El rollo lisérgico fue un invento del doctor Albert Hofmann, que encontró adeptos entre la generación beat de Allen Ginsberg. Timothy Leary y Aldous Huxley lo propalaron y John Lennon le hizo una oda, «Lucy in the Sky with Diamonds», un enrolle similar al de Stanley Kubrick en esa teodicea al fondo de la mente que es «2001, una odisea del espacio» (1968), el primer filme para verlo ciego de LSD. A su lado, las viejas películas como «Días sin huella» (1945) y «Días de vino y rosas» (1962), sobre alcohólicos irrecuperables, quedaban tan anticuadas como los de heroinómanos, como «El hombre del brazo de oro» (1955).
Los años 70 mezclaron todas las drogas al buen tuntún. Pero fue el costo la preferida para la quinta del porro, muy bien ilustrada en «Cómo flotas, tío» (1980), la serie de los porretas Cheech & Chong, paralelas, y para lelos a los tebeos de los pasotas «Freaks Brothers» de Gilbert Shelton, «Fritz, el gato de Crumb», y el «Buitre Buitraker» y «Makoki» de Gallardo y Mediavilla.
En «Entre tinieblas» y «Átame», de Almodóvar, no faltaban las drogas duras, asesorado por esa enciclopedia viviente que es Fanny McNamara, autor de la canción «La coca, la coca, me vuelve medio loca», justo cuando la cocaína era, durante la década púrpura, la adición más chic: artistas, políticos y periodistas la consumían en los váteres más cures de las discotecas. Moda iniciada en Studio 54 y reflejada en «Wall Street» (1987) y en «Casino» (1995), en la que Sharon Stone se empolvaba la nariz menos veces que los protagonistas de «El lobo de Wall Street» (2013).
La jeringa, tras el sida, se había convertido en una droga cutre, perdiendo el aura intelectual que William S. Burroughs le daba en «El almuerzo desnudo», guía para artistas politoxicómanos. La llevó al cine David Cronenberg en 1991.
En la Factoría de Warhol, lo normal eran las anfetas, pero la heroína tenía atrapados a Lou Reed y parte de la Velvet Underground, y a la modelo y musa de Warhol Edie Sedgwick.

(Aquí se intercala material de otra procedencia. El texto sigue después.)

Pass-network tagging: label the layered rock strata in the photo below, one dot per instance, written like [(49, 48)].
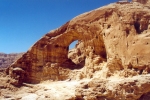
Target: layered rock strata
[(112, 39)]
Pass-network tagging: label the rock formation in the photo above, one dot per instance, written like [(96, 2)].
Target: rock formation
[(114, 40), (7, 59)]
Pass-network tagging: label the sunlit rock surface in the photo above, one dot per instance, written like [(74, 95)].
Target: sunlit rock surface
[(111, 60)]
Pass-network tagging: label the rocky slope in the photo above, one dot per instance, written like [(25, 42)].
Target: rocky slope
[(111, 61), (7, 59)]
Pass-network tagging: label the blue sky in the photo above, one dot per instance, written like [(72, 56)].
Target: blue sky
[(23, 22)]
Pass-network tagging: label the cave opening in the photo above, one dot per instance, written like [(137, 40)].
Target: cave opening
[(73, 44)]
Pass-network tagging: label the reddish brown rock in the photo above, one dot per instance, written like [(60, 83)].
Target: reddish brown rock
[(114, 41)]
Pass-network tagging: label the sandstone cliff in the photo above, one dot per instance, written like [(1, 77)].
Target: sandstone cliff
[(7, 59), (113, 42)]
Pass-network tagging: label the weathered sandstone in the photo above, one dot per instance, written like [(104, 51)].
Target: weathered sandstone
[(114, 41)]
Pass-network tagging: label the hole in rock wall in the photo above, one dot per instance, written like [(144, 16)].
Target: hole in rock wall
[(73, 44)]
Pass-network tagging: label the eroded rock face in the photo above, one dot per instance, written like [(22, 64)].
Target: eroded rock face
[(112, 39)]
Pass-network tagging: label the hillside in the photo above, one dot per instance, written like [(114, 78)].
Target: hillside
[(7, 59), (111, 60)]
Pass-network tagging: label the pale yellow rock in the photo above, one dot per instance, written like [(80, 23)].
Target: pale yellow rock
[(113, 47)]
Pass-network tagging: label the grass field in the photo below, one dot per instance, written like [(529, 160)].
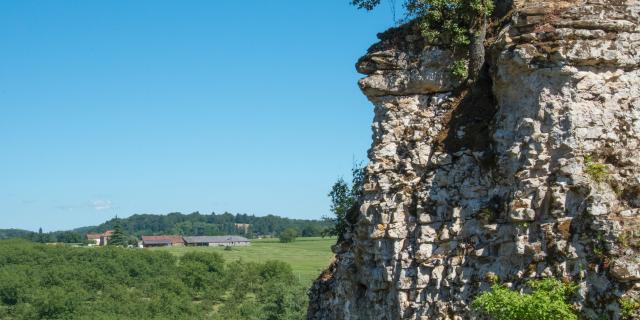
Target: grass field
[(307, 256)]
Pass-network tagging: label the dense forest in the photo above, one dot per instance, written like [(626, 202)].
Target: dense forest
[(194, 224), (211, 224), (57, 282)]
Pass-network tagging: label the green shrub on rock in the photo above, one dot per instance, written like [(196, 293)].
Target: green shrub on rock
[(546, 301)]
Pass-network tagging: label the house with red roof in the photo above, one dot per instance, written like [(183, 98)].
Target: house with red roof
[(99, 239)]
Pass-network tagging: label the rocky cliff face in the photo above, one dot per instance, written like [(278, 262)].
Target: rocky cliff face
[(532, 172)]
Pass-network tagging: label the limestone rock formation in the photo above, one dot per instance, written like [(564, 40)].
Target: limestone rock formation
[(532, 172)]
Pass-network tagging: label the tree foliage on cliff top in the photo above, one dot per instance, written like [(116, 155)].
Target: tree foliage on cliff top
[(459, 24), (548, 300)]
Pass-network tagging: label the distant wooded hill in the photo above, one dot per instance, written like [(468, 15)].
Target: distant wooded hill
[(182, 224)]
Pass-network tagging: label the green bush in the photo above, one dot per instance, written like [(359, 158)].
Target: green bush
[(629, 307), (288, 235), (597, 171), (54, 282), (547, 301)]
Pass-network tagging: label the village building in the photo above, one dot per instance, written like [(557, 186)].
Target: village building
[(213, 241), (99, 239), (161, 241)]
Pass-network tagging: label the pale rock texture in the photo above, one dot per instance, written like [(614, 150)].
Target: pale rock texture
[(500, 180)]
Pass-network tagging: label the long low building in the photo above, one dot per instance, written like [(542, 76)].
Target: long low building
[(161, 241), (212, 241)]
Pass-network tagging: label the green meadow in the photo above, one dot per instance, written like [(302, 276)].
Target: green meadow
[(307, 256)]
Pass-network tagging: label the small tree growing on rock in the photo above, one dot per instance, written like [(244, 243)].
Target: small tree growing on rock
[(461, 25)]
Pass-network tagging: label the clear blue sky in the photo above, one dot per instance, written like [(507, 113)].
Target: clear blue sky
[(123, 107)]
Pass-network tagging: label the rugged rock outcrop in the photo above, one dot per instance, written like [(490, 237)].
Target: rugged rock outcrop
[(532, 172)]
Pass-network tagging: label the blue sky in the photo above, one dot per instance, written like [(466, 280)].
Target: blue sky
[(120, 107)]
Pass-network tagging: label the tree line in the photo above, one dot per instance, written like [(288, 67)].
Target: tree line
[(194, 224), (59, 282), (210, 224)]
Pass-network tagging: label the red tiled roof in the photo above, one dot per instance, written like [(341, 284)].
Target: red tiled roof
[(173, 239), (95, 236)]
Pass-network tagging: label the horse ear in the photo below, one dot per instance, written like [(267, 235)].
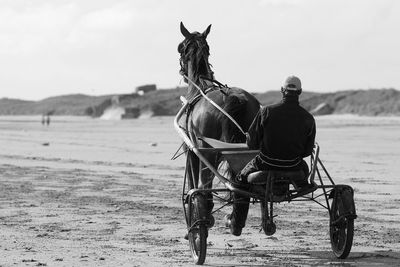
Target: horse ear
[(207, 31), (185, 32)]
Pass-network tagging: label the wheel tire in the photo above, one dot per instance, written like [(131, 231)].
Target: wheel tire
[(341, 231), (198, 234)]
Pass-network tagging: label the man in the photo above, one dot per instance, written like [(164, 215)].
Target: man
[(285, 134)]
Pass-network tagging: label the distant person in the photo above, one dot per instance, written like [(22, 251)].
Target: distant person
[(285, 134), (48, 119)]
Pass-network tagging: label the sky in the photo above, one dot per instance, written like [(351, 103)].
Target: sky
[(96, 47)]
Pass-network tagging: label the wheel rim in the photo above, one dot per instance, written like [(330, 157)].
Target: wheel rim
[(198, 232), (341, 230)]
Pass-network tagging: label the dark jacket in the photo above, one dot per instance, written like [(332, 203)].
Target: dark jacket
[(285, 134)]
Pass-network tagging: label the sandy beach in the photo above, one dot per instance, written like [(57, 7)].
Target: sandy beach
[(89, 192)]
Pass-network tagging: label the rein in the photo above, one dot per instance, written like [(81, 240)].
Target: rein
[(215, 105)]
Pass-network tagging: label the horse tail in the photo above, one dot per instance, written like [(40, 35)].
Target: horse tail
[(236, 106)]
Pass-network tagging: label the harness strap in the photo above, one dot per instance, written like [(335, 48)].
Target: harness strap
[(216, 105)]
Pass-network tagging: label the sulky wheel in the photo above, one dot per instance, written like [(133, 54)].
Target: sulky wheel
[(198, 228), (341, 225)]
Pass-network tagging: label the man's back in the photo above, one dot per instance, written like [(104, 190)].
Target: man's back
[(285, 134)]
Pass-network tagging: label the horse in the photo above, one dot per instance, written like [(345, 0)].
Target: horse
[(204, 119)]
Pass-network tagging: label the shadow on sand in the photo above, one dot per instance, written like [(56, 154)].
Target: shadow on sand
[(253, 257)]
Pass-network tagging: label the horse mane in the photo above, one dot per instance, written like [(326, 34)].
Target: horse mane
[(196, 51)]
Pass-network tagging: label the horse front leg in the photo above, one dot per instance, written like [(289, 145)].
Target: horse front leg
[(205, 182)]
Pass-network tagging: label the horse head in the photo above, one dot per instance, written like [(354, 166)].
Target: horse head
[(194, 51)]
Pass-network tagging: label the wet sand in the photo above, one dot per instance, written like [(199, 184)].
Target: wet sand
[(85, 192)]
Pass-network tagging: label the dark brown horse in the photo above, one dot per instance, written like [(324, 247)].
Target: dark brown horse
[(204, 119)]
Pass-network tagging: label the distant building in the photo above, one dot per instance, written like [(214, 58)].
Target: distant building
[(144, 89)]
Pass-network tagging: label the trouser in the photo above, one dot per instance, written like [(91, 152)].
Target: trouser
[(240, 207)]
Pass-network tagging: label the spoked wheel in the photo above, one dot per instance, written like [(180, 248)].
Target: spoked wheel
[(341, 227), (197, 223)]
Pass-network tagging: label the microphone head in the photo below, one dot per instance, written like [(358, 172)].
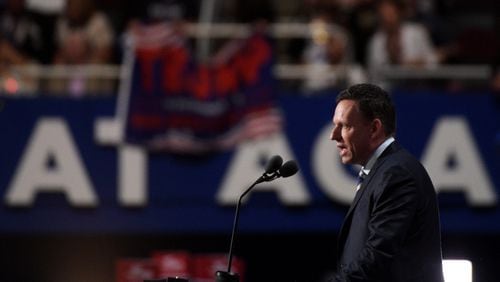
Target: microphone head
[(288, 169), (274, 164)]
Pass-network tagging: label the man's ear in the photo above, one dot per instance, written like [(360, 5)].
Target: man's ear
[(377, 129)]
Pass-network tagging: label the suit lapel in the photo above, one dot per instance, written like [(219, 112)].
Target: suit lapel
[(344, 230)]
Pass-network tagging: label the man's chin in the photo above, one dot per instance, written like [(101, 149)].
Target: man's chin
[(346, 160)]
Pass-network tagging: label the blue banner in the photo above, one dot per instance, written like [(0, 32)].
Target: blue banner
[(65, 170)]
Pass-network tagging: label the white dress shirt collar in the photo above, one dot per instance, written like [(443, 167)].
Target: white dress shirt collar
[(381, 148)]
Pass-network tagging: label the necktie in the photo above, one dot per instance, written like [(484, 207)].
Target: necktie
[(361, 177)]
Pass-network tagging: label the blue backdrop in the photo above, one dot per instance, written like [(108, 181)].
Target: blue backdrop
[(181, 191)]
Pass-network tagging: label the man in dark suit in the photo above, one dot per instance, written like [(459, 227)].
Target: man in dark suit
[(391, 232)]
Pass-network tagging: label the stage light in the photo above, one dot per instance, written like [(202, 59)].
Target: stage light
[(457, 270)]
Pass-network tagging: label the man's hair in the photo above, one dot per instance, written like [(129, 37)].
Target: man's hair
[(373, 102)]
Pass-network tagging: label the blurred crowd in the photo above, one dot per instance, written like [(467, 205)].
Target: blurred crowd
[(367, 33)]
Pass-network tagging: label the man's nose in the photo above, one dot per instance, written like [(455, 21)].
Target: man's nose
[(334, 134)]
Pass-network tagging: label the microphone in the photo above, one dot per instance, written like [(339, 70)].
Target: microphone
[(288, 169), (274, 164), (274, 169)]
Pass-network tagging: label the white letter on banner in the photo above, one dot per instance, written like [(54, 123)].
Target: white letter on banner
[(132, 162), (51, 141), (452, 139), (247, 165), (329, 171)]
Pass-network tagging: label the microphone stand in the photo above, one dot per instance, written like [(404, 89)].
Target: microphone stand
[(228, 276)]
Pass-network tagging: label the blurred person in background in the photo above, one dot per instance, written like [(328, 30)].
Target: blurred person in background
[(21, 42), (329, 46), (21, 38), (399, 42), (83, 35)]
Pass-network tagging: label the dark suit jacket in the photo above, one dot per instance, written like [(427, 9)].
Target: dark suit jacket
[(391, 232)]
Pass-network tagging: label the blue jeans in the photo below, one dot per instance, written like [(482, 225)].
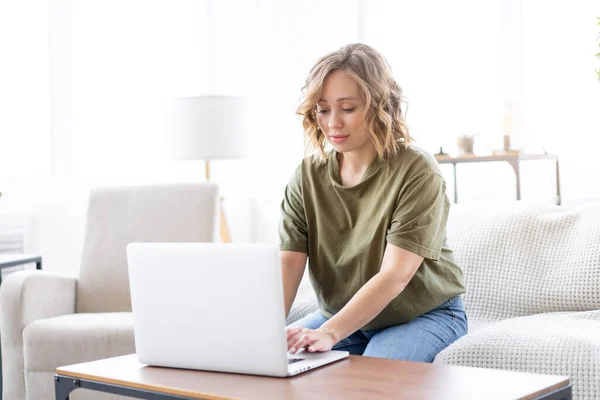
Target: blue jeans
[(418, 340)]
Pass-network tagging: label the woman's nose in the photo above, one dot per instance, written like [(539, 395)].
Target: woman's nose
[(335, 120)]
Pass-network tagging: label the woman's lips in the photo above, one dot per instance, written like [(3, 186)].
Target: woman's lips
[(339, 138)]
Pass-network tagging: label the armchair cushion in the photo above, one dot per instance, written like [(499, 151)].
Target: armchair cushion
[(26, 296), (70, 339)]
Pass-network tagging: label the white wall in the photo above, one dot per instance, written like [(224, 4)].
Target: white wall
[(272, 54)]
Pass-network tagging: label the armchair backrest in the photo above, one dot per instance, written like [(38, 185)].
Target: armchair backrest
[(523, 259), (118, 216)]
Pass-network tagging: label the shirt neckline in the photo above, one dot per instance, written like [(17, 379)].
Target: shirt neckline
[(334, 171)]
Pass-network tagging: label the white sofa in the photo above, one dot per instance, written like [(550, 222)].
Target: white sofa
[(50, 320), (532, 275)]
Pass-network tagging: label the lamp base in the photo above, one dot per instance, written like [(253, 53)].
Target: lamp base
[(223, 227)]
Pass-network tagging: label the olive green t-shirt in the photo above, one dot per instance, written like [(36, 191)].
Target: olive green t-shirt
[(344, 231)]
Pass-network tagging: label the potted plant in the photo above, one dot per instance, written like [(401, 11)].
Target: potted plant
[(465, 144)]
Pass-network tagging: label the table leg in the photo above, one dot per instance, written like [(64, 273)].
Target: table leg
[(63, 387), (455, 186), (558, 199)]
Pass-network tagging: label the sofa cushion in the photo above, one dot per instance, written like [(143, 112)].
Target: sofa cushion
[(305, 301), (564, 343), (74, 338), (524, 259)]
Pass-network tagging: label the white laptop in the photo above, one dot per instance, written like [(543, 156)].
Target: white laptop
[(213, 306)]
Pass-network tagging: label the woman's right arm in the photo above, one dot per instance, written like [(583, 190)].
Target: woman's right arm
[(292, 265)]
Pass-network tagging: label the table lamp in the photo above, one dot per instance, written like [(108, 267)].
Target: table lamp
[(210, 128)]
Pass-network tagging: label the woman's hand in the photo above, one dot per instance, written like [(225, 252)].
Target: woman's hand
[(312, 340)]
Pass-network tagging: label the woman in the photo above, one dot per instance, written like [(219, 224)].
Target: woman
[(370, 215)]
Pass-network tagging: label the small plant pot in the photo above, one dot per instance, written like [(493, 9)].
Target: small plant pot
[(465, 144)]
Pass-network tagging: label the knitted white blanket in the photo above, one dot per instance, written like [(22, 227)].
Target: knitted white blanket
[(527, 259)]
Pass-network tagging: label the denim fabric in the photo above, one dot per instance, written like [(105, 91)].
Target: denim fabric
[(418, 340)]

Joe Dallesandro hizo de su actuación desidiosa, enganchado al pico, el fundamento del cine underground: «Flesh», «Trash» y «Heat» así lo atestiguan.
La generación beat se inició en la heroína imitando al mundo del jazz de Billie Holiday, John Coltrane y Ray Charles. Su misticismo quedó hecho trizas con montones de películas y novelas que se ocuparon de sus tragedias. «Trainspotting», de Irvine Welsh, fue llevada al cine cuando el fenómeno del jaco era historia chunga y había llevado a la tumba a numerosos artistas, la serie «The Wire» lo remató, «True Detective» hizo de los «cocineros» asesinos, mientras que «Breaking Bad» le dio al «cristal» nueva vida.